Form Based Authentication Retries in JAVA Web Application

Question

How can a maximum number of login retries be specified when using form based authentication in a java web application?

Answer 1

You would need a custom realm implementation that would support this feature. The actual authentication is managed by a realm that is configured to work with your application (a FileRealm, LDAPRealm, JDBCRealm -- these are only conceptual examples, not normative for JBoss).

By default, the typical ones out of the box do not support a retry lock out behavior.

So, you'd have to create your own.

Realms are containers specific. A realm for JBoss likely won't work on Glassfish or Tomcat, for example. That said, they're all pretty simple.

You could probably easily get started by copying a JDBC based realm implementation for JBoss and add some logic for the retry check. The realm code would be fairly straightforward. You'd still need external logic to do things like reset the lock, sends alerts when the lock is detected, etc.

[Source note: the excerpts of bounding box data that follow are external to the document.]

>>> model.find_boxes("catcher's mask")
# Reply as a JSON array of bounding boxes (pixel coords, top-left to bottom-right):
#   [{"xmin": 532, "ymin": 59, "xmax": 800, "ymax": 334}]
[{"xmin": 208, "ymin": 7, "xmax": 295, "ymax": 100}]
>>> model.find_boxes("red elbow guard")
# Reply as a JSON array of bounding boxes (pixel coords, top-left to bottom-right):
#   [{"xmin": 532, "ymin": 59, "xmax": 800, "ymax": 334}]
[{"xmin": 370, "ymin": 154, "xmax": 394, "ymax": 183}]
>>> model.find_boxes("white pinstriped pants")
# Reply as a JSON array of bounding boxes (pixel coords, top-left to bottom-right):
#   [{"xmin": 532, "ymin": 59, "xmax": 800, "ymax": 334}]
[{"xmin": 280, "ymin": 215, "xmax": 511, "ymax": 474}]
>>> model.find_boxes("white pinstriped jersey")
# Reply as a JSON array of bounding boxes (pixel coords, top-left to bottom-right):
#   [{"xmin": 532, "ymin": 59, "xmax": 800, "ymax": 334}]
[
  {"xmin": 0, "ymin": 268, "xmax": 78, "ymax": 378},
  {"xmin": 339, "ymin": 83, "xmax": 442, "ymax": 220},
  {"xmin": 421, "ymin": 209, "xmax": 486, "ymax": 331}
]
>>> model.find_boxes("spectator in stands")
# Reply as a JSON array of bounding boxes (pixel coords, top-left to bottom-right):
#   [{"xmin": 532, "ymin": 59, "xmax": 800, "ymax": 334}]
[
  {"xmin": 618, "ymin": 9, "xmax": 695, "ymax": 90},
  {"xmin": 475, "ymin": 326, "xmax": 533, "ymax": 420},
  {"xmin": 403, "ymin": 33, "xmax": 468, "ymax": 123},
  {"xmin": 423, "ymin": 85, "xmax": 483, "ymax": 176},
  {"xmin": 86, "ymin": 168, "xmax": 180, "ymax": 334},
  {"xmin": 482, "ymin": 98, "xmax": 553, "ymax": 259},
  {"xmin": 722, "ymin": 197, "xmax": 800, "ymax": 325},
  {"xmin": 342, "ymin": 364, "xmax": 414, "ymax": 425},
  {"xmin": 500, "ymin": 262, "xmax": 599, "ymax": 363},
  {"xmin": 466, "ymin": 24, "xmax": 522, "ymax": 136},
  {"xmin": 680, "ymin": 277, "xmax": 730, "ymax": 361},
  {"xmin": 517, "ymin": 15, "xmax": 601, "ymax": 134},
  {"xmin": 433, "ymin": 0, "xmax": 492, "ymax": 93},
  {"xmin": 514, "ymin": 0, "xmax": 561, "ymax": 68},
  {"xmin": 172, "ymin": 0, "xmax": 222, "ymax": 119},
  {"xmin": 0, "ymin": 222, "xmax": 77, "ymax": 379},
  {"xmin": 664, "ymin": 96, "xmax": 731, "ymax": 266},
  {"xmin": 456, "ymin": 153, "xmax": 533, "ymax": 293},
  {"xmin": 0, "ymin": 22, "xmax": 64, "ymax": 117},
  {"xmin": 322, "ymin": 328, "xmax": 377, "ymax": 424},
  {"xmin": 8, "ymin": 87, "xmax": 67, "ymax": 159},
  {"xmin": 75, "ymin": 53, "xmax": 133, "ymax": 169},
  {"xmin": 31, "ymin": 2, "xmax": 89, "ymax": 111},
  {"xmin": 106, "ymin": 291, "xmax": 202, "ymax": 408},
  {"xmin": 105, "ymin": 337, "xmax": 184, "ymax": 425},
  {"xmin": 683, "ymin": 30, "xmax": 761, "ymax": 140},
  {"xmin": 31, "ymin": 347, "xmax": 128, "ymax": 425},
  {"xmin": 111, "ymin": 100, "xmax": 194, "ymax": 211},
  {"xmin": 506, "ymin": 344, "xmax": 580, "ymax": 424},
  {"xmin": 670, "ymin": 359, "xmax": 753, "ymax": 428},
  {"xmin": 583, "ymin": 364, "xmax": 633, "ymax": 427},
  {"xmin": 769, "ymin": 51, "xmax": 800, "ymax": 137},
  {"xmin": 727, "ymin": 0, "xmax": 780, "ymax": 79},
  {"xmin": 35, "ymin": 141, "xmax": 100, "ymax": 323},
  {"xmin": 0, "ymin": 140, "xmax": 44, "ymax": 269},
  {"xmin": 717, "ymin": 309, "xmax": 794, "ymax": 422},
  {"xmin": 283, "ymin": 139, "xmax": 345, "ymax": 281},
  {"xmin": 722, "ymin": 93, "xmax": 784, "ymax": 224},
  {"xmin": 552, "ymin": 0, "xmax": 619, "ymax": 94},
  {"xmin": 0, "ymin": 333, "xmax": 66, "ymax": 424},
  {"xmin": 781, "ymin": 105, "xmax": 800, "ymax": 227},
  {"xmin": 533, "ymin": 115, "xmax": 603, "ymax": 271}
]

But the nut of it is, you need a custom realm to pull this off.

Answer 2

From the scenario you explained,you can use a counter to keep track of number of login attempts,you can capture client ip / location to apply specific restrictions. There could be two failed cases. 1. Invalid Login id 2. Incorrect password

Case 1 : Invalid Login id If the login id is invalid , you can ask the user to enter correct id, many times as you want or upto 5/8 attempts just to make sure no one trying to hack through a programming construct.

Case 2 : Incorrect password If the login id is valid ,and password entered is incorrect, as an average you should allow the user to enter upto 3 times and then redirect the user to a secure question mode or CAPTCHA mode or password change mode

Anyway most of the log in system implemented through DB , even you use any encryption mechanism, but make sure your log is tracked to analyze hacking attempts.